Post Date: June 10, 2004

From June 11 to 13, leaders of the financial systems of the United States and China will gather in Beijing to discuss issues affecting the financial relationship between the two countries. The occasion is the inaugural Symposium on Building the Financial System of the 21st Century: An Agenda for China and the United States, organized by the Harvard Law School Program on International Financial Systems and the China Development Research Foundation.

“The discussions will cover important bilateral financial issues, such as the role of the financial systems of China and the U.S. in the development of their economies. We will also look at the approach of the financial systems of China and the U.S. to fostering corporate governance and serving multiple constituencies,” said Professor Hal S. Scott, director of the Program on International Financial Systems. “To conclude, the symposium will address how the financial issues between China and the U.S. affect the flow of investment and trade.”

“China’s rapidly developing economy requires the government to accelerate the financial reforms and build financial institutions for stable and sustainable growth. China is learning from models around the world. While the US is a more developed economy, it is also reexamining and improving its financial system to follow the fast changing economic environment,” said Lu Mai, secretary general of the China Development Research Foundation. “The two countries have much to learn from each other.”

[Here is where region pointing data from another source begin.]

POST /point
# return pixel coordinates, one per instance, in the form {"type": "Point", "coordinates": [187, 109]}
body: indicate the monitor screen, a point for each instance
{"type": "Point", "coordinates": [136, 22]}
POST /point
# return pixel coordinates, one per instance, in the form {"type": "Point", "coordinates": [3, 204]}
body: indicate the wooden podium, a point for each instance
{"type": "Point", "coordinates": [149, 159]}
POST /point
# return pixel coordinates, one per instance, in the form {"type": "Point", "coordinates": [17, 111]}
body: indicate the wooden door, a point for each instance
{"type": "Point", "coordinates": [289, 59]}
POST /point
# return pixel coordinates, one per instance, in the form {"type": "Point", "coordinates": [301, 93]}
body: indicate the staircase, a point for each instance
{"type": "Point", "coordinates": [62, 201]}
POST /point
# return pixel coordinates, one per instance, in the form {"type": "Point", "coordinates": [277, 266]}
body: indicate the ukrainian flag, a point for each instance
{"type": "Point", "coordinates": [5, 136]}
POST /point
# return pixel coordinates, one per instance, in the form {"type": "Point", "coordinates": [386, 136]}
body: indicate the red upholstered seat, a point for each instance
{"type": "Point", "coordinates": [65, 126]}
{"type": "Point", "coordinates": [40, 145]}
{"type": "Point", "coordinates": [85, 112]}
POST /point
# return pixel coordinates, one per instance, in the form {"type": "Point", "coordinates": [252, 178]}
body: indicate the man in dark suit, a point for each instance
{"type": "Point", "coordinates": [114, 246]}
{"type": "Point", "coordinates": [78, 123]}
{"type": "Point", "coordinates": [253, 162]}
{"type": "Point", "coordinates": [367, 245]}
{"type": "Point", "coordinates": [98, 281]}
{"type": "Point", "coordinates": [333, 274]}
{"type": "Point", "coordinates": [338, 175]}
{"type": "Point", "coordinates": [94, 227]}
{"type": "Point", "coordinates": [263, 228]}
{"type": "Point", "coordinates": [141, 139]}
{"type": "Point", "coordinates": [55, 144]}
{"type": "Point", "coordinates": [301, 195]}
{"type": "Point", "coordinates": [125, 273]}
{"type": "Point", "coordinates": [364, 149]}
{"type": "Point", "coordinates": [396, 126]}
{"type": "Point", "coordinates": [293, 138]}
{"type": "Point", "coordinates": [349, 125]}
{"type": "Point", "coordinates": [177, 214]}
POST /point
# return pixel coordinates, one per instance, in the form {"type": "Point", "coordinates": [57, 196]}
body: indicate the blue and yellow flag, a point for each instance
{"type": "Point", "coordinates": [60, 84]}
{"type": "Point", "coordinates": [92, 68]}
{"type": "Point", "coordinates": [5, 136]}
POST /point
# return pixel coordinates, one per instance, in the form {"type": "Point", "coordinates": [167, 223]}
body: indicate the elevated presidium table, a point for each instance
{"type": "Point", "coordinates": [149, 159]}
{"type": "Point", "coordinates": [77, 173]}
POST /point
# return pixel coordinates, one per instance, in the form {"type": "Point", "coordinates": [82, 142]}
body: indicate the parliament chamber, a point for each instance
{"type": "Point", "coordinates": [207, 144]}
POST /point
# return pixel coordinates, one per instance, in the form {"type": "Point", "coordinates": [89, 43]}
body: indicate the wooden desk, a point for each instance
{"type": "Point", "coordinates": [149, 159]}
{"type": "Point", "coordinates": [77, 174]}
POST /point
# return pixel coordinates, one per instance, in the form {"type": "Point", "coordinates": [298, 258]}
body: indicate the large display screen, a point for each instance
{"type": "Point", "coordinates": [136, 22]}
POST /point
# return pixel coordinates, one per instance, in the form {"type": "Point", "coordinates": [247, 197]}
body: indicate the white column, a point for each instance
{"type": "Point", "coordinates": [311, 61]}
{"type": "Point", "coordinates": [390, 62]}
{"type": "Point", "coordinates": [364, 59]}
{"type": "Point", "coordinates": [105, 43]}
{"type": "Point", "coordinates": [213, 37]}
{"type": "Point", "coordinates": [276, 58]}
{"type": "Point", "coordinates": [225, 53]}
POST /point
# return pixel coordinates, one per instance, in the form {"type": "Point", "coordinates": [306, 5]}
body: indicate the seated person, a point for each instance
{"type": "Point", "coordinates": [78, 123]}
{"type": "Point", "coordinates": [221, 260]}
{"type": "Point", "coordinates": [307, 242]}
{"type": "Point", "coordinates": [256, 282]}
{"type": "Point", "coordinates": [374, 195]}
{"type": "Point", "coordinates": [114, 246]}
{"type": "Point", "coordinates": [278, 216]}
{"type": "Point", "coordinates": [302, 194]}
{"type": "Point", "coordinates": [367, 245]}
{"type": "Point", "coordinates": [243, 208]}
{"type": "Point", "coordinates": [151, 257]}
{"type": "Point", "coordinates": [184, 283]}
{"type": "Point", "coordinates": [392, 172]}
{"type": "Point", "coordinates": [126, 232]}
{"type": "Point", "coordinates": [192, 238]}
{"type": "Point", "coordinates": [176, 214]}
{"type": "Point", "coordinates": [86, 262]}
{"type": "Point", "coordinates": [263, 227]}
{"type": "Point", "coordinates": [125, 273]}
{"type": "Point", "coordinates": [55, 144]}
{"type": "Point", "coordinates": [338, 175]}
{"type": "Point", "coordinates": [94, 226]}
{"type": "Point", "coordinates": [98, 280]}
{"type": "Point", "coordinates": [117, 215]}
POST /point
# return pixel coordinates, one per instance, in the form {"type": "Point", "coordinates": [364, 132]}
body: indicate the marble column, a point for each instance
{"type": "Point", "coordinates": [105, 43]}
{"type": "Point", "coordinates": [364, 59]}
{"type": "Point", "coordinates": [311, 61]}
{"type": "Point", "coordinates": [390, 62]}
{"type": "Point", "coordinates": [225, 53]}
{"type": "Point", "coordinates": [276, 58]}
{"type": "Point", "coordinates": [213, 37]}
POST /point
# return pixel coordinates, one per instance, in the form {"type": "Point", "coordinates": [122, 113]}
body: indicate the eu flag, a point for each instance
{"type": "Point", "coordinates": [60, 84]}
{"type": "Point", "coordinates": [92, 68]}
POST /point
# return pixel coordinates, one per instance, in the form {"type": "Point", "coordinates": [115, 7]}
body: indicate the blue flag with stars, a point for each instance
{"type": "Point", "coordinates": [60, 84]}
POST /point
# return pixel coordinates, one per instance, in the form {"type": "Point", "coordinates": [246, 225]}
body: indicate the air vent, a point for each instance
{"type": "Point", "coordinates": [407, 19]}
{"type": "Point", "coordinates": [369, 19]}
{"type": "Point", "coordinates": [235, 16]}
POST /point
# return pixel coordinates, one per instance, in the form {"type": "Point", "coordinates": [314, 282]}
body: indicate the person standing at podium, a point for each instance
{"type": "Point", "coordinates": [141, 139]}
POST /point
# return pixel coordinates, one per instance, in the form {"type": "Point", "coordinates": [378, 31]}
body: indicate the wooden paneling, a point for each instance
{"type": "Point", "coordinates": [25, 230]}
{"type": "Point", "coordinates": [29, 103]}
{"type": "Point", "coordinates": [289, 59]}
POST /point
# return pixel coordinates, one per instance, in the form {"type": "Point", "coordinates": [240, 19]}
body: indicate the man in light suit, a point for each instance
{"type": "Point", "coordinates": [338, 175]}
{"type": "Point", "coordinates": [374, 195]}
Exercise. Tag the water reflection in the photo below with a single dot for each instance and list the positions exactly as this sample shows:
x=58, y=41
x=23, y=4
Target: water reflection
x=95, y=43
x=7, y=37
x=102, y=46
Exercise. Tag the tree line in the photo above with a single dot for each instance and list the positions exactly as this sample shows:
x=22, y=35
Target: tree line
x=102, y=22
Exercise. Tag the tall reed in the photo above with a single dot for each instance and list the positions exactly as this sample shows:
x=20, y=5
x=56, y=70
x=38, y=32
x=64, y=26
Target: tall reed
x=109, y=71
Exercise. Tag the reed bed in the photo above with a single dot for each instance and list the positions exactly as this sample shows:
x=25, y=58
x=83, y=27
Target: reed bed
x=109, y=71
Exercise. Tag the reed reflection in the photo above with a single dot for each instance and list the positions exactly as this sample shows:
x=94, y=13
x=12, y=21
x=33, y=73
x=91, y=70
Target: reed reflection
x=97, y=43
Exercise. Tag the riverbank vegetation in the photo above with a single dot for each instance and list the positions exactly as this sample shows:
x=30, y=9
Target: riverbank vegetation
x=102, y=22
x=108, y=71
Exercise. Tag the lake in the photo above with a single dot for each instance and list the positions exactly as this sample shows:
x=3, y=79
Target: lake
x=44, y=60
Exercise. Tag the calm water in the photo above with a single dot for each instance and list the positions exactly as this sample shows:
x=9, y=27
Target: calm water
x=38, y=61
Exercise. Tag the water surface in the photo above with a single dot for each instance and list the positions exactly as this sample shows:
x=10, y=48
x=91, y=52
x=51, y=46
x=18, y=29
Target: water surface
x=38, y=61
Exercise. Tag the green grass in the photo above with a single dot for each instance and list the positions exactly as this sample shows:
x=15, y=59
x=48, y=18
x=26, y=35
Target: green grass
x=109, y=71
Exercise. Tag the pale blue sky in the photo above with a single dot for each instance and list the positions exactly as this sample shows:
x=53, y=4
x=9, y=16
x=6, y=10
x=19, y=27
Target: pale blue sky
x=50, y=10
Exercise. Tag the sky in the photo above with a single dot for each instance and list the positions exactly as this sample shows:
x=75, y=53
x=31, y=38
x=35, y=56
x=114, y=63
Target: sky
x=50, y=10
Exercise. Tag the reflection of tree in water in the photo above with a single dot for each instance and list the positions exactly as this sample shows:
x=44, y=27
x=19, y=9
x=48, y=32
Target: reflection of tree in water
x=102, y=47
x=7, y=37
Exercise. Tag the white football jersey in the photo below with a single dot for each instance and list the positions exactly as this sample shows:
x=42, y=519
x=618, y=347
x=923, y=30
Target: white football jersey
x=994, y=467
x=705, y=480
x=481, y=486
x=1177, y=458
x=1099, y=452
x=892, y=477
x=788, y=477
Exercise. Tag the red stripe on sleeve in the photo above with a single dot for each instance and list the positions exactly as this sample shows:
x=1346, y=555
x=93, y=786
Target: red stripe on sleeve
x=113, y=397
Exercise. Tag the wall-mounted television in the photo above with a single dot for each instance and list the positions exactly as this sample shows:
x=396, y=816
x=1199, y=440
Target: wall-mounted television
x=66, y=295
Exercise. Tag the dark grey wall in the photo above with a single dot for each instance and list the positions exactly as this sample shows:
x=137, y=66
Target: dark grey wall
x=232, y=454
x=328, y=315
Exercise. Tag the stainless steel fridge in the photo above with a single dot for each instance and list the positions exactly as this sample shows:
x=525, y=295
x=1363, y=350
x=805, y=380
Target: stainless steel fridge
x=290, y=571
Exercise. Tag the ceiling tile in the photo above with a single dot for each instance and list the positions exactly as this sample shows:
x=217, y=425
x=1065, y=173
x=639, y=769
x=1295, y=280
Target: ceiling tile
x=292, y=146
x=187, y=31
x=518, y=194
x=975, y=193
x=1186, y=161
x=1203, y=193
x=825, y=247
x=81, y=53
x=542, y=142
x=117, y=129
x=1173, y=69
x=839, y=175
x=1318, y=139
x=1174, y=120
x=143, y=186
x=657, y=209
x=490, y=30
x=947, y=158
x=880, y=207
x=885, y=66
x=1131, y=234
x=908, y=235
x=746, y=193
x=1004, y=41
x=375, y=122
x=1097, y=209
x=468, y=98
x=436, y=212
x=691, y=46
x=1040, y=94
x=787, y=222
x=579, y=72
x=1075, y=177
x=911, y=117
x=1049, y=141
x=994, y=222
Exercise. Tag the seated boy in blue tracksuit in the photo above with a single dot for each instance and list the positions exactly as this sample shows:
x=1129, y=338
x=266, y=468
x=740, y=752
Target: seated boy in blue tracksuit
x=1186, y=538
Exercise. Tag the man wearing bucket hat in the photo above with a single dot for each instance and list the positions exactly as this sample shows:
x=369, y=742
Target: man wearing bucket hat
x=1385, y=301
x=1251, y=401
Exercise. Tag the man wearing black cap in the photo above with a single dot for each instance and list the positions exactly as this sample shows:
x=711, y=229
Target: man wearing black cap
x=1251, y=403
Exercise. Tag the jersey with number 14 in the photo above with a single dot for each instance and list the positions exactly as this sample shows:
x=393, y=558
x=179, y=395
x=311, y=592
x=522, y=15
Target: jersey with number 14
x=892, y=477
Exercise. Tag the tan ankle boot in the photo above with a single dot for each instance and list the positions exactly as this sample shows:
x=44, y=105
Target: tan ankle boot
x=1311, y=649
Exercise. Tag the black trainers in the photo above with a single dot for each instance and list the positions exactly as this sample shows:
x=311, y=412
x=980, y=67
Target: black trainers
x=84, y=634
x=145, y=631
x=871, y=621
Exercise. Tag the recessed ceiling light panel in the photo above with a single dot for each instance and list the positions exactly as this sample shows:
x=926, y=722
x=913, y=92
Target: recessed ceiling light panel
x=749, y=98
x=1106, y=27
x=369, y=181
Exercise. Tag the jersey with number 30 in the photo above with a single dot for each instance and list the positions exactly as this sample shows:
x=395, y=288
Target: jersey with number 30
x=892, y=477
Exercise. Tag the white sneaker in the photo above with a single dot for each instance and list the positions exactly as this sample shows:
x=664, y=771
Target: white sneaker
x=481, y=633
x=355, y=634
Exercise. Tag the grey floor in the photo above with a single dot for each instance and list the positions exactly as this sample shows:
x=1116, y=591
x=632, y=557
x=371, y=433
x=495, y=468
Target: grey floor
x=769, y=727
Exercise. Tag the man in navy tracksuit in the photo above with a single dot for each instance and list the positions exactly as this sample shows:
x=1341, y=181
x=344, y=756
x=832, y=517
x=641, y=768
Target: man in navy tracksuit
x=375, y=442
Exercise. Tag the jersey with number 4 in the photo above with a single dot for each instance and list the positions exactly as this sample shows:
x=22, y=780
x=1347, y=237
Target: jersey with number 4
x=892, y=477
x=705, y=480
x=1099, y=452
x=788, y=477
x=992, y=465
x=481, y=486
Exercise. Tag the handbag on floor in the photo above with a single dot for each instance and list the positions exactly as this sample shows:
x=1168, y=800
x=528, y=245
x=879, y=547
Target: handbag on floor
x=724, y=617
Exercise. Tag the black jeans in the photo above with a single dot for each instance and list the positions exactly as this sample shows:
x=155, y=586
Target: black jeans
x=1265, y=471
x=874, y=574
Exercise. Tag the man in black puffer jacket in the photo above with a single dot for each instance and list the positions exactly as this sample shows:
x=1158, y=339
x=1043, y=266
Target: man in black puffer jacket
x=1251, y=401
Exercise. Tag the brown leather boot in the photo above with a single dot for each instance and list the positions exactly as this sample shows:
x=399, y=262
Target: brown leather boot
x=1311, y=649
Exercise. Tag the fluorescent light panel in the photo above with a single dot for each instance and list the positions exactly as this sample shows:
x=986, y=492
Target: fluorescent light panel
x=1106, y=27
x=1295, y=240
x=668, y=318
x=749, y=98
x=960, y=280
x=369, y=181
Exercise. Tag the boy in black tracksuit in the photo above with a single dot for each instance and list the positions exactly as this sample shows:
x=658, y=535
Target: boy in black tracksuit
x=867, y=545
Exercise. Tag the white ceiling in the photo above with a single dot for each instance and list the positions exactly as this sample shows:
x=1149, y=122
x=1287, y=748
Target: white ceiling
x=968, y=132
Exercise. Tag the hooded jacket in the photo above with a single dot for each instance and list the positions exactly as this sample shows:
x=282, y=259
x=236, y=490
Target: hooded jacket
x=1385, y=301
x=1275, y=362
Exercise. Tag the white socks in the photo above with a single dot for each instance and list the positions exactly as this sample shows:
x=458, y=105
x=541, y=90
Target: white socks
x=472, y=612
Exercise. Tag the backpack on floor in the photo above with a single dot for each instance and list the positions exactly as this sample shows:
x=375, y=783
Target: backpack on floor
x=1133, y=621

The symposium will involve over 100 invited guests, about half from China and half from the United States. These participants–composed of senior government officials, politicians and their advisers, financial firm leaders, lawyers and consultants, scholars and a few media representatives–will engage in intensive discussions of the financial challenges facing the two nations.

Lou Jiwei, executive vice minister of the Ministry of Finance, and Zhou Xiaochuan, governor of The People’s Bank of China will deliver keynote addresses along with Ambassador Paul Speltz, emissary of the U.S. Secretary of the Treasury to the People’s Republic of China.

The Harvard Law School Program on International Financial Systems was founded in 1986. It was established to conduct research linking law, economics and finance. For eighteen years, the program has published books, held symposia and provided policy advice to a variety of countries.